LayoutLMv2 nan training loss and eval

victor-ab commented 3 years ago

Describe the bug Model I am using is LayoutLMv2 with custom dataset.

The problem arises when using:

[x] the official example scripts: I am using the same run_funsd.py, but using a modified dataset.

To Reproduce Steps to reproduce the behavior:

run_funsd.py --do_eval=True --do_predict=True --do_train=True --early_stop_patience=4 --evaluation_strategy=epoch --fp16=True --load_best_model_at_end=True --max_train_samples=1000 --model_name_or_path=microsoft/layoutlmv2-base-uncased --num_train_epochs=30 --output_dir=/tmp/test-ner --overwrite_output_dir=True --report_to=wandb --save_strategy=epoch --save_total_limit=1 --warmup_ratio=0.1

Fortunately, I recorded everything with wandb.

After 8 epochs the training and eval loss went to nan, while the f1 score dropped suddenly. The samples per second increased significantly as well.

Platform:
Python version: 3.7.1
PyTorch version (GPU?): tesla T4

saksham-s commented 3 years ago

@victor-ab I was trying to use a dataset with a sample annotation like https://github.com/doc-analysis/DocBank/blob/master/DocBank_samples/DocBank_samples/10.tar_1701.04170.gz_TPNL_afterglow_evo_8.txt are there any pointers on how to convert the dataset to the run_funsd.py script format?

xianshu1 commented 3 years ago

@victor-ab Have you figured out where the problem is? I also used the official example script run_funsd.py with my own custom dataset and got nan training loss. The run_funsd.py script runs perfectly well on funsd dataset.

XueAdas commented 3 years ago

same question, maybe something wrong with spatial aware self attention

kbrajwani commented 3 years ago

Hey where is the option to provide custom dataset path in run_funds.py file.

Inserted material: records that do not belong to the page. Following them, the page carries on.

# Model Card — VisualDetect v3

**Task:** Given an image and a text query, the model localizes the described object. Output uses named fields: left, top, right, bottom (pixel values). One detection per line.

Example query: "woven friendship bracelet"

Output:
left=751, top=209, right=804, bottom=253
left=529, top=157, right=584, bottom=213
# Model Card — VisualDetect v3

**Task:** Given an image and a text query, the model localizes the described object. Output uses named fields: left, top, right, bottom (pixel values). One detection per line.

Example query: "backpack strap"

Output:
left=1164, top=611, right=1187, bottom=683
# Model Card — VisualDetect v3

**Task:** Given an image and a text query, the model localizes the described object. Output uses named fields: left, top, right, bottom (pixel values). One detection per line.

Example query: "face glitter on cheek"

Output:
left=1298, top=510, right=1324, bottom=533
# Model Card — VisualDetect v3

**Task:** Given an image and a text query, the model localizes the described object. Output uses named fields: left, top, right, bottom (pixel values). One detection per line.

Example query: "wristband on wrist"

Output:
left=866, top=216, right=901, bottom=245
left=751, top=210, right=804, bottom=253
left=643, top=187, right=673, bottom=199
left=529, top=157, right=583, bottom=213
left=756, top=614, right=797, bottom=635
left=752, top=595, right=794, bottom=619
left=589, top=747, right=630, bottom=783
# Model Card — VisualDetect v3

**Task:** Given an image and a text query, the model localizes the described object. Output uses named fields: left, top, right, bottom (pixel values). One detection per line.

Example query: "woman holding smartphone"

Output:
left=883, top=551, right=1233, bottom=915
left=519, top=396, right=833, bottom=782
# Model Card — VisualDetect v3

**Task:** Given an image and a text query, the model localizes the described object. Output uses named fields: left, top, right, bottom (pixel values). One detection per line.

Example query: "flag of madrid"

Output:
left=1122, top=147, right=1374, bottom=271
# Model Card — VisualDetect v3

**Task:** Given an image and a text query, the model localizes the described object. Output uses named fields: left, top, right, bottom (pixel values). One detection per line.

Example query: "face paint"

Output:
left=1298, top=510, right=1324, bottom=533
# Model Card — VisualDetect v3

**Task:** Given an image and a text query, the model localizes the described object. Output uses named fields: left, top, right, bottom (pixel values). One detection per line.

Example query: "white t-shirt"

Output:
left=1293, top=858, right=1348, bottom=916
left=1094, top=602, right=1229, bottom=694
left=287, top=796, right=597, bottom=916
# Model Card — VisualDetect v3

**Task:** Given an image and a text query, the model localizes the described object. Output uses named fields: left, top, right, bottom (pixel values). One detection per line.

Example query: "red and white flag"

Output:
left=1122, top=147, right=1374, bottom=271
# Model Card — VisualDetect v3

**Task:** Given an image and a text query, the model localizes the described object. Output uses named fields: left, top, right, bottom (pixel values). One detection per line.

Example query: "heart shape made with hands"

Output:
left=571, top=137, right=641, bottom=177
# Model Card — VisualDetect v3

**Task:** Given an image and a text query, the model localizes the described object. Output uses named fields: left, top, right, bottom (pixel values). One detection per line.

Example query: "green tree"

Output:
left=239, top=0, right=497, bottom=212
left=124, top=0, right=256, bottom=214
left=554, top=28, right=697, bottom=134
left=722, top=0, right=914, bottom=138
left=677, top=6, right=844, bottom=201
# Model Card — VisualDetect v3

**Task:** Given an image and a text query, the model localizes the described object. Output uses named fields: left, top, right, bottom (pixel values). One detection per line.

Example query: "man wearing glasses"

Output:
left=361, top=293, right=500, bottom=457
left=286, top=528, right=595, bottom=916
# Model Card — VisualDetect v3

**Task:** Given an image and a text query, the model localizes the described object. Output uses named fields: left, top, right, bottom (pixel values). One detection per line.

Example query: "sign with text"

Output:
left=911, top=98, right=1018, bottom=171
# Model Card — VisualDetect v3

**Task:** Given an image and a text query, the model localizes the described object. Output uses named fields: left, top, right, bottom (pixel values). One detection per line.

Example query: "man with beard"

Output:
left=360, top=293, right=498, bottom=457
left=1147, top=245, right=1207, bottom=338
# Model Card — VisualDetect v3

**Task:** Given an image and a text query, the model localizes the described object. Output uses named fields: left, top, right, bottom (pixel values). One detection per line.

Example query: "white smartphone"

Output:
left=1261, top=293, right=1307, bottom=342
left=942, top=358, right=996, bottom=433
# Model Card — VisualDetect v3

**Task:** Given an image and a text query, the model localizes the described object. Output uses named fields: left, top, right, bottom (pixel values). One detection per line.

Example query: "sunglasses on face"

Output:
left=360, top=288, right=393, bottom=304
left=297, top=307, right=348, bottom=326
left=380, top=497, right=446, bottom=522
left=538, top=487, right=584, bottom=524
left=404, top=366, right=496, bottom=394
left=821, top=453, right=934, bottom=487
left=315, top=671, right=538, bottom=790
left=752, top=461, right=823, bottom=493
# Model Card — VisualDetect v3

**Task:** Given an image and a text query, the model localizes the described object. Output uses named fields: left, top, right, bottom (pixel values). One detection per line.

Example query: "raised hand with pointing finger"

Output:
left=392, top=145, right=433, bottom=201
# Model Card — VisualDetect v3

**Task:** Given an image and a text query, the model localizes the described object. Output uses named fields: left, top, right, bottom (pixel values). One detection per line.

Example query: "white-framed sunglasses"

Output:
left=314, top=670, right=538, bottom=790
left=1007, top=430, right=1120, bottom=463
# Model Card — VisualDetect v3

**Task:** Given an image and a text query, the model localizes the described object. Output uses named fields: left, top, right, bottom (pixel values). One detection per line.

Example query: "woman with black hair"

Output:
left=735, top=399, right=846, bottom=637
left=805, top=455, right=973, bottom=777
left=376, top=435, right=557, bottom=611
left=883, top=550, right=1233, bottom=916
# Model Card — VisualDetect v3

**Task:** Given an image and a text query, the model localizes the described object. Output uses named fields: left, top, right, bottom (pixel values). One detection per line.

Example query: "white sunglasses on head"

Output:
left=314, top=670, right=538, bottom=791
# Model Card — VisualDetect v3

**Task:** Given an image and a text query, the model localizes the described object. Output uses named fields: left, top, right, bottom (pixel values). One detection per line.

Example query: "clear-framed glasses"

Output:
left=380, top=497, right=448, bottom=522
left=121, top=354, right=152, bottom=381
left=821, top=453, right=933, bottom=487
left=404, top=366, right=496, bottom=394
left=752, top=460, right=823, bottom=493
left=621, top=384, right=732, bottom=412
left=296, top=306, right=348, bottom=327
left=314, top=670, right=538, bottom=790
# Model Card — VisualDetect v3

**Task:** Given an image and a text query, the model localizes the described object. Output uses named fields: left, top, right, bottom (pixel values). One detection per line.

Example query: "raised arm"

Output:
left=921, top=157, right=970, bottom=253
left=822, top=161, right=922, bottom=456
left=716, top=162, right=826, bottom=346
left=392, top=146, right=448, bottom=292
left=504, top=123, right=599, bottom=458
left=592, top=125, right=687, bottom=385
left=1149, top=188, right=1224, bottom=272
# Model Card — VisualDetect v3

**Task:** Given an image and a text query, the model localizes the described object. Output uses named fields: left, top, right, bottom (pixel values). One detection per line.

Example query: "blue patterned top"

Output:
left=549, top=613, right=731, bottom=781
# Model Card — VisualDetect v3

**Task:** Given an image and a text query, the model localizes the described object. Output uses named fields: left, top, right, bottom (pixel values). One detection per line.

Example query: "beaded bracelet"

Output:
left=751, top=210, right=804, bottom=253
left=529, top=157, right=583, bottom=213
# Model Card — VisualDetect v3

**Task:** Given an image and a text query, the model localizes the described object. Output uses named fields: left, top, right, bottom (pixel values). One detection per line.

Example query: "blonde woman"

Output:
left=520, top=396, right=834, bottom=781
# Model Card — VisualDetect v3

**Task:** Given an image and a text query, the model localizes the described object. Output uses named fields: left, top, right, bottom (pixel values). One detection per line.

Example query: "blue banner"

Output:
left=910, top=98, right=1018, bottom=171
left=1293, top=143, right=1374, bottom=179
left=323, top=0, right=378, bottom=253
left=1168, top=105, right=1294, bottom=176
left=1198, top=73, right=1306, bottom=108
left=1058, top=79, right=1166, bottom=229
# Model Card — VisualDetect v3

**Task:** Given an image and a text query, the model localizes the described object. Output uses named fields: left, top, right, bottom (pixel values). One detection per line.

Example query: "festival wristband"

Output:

bkwapong commented 3 years ago

@victor-ab @xianshu1 @XueAdas I had a similar issue. I tried a lower learning_rate (0.00001) and it works for me now but the training takes quite a long time to get the loss to the level I want it to be. I guess it is the price to pay.

jendrikjoe commented 3 years ago

I am seeing this behavior and after fighting it the whole day I wanted to share my progress on it. For me it originates in the sequence output of layoutlm containing NaN values, when doing something like below:

outputs = self.layoutlmv2(
        input_ids=input_ids,
        bbox=bbox,
        image=image,
        attention_mask=attention_mask,
        token_type_ids=token_type_ids,
        position_ids=position_ids,
        head_mask=head_mask,
        inputs_embeds=inputs_embeds,
        output_attentions=output_attentions,
        output_hidden_states=output_hidden_states,
        return_dict=return_dict,
)
seq_length = input_ids.size(1)
sequence_output, image_output = (
        outputs[0][:, :seq_length],
        outputs[0][:, seq_length:],
)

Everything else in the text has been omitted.